The Wood County District Public Library’s Just the Facts Book Club picks up with some excellent non-fiction titles. This is a hybrid book club that will run both in the Bowling Green Library A&B Boardroom and online through Zoom. See specific dates and titles below.
January 25 – âTravel the world: an irreverent guideâ by Anthony Bourdain
Bourdain has seen more of the world than almost anyone. His travels have taken him from the hidden pockets of his hometown of New York to a tribal longhouse in Borneo, from cosmopolitan Buenos Aires, Paris and Shanghai to the sheer beauty of Tanzania and the magnificent desert seclusion of the Empty Quarter. Oman – and many places beyond. In World Travel, a lifetime of experience is brought together in an entertaining, practical, fun and candid travel guide that gives readers an introduction to some of his favorite places – in his own words.
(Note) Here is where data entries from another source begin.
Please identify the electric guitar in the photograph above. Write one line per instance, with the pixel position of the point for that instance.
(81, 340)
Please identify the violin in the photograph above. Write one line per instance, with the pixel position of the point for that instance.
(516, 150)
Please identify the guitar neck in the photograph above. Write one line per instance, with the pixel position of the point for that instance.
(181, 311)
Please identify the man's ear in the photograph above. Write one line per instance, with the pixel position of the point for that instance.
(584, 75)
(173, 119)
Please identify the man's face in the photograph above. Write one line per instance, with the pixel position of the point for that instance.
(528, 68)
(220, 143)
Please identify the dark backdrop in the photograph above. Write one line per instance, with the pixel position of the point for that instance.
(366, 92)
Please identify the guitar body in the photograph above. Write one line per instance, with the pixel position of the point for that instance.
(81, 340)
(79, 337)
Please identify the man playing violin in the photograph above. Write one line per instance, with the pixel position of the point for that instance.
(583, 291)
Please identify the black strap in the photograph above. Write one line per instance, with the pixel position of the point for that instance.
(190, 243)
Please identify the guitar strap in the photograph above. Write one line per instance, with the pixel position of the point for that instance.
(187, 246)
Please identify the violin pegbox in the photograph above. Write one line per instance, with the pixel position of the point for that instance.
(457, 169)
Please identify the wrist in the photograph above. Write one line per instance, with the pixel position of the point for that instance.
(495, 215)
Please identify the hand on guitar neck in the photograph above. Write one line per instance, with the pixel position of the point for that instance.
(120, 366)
February 22 – “Friends Divided: John Adams and Thomas Jefferson” by Gordon S. Wood
Jefferson and Adams could hardly have come from more different worlds or had a more different temperament. They worked closely together in the crucible of the revolution, crafting the Declaration of Independence and leading, with Franklin, the diplomatic effort that brought France into battle. But ultimately, their profound differences would lead to a fundamental crisis, in their friendship and in the nation at large, as they became the figureheads of two entirely new forces, America’s first political parties. It was a bitter rupture, which lasted through the presidential administrations of the two men, and beyond.
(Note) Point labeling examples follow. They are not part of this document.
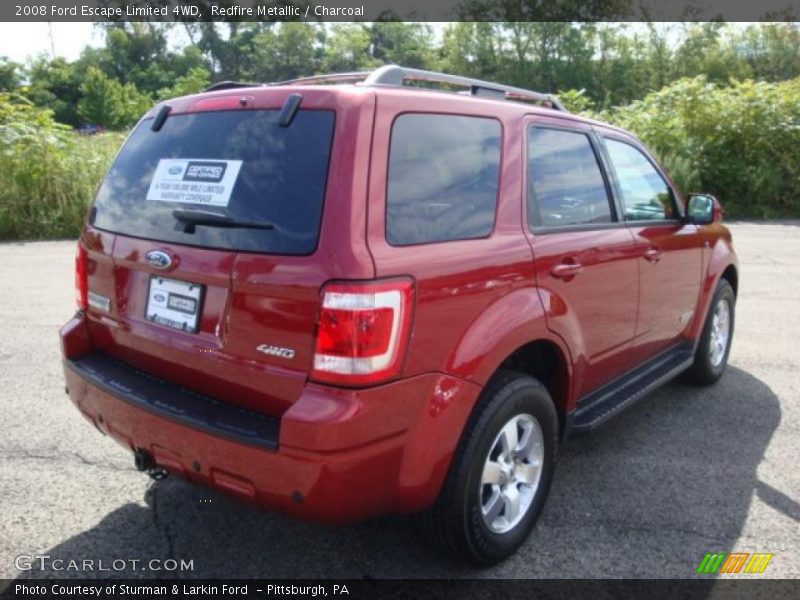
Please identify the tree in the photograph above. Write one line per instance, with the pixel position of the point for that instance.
(347, 48)
(10, 75)
(407, 44)
(109, 103)
(196, 80)
(287, 51)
March 29 – “House of Sticks: A Memoir” by Ly Tran
Tran was just a toddler in 1993 when she and her family immigrated from a small town along the Mekong River in Vietnam to a two-bedroom apartment in Queens. Soon after arriving, Ly joins her parents and three older brothers sewing ties and tuxedo belts on their living room floor to make ends meet.
As they navigate this new landscape, Ly finds herself torn between two worlds. She knows she must honor her parents’ Buddhist faith and contribute to the family’s livelihood, working long hours at home and eventually as a manicurist alongside her mother at a Brooklyn nail salon that his parents take over. But at school, Ly feels increasing pressure to blend in.
A growing inability to see the painting presents new challenges, especially when her father forbids her from purchasing glasses, calling her diagnosis of poor vision a government conspiracy. His creepy temper and paranoia leave a mark on Ly’s self-esteem. Who is she outside of everything her family expects from her?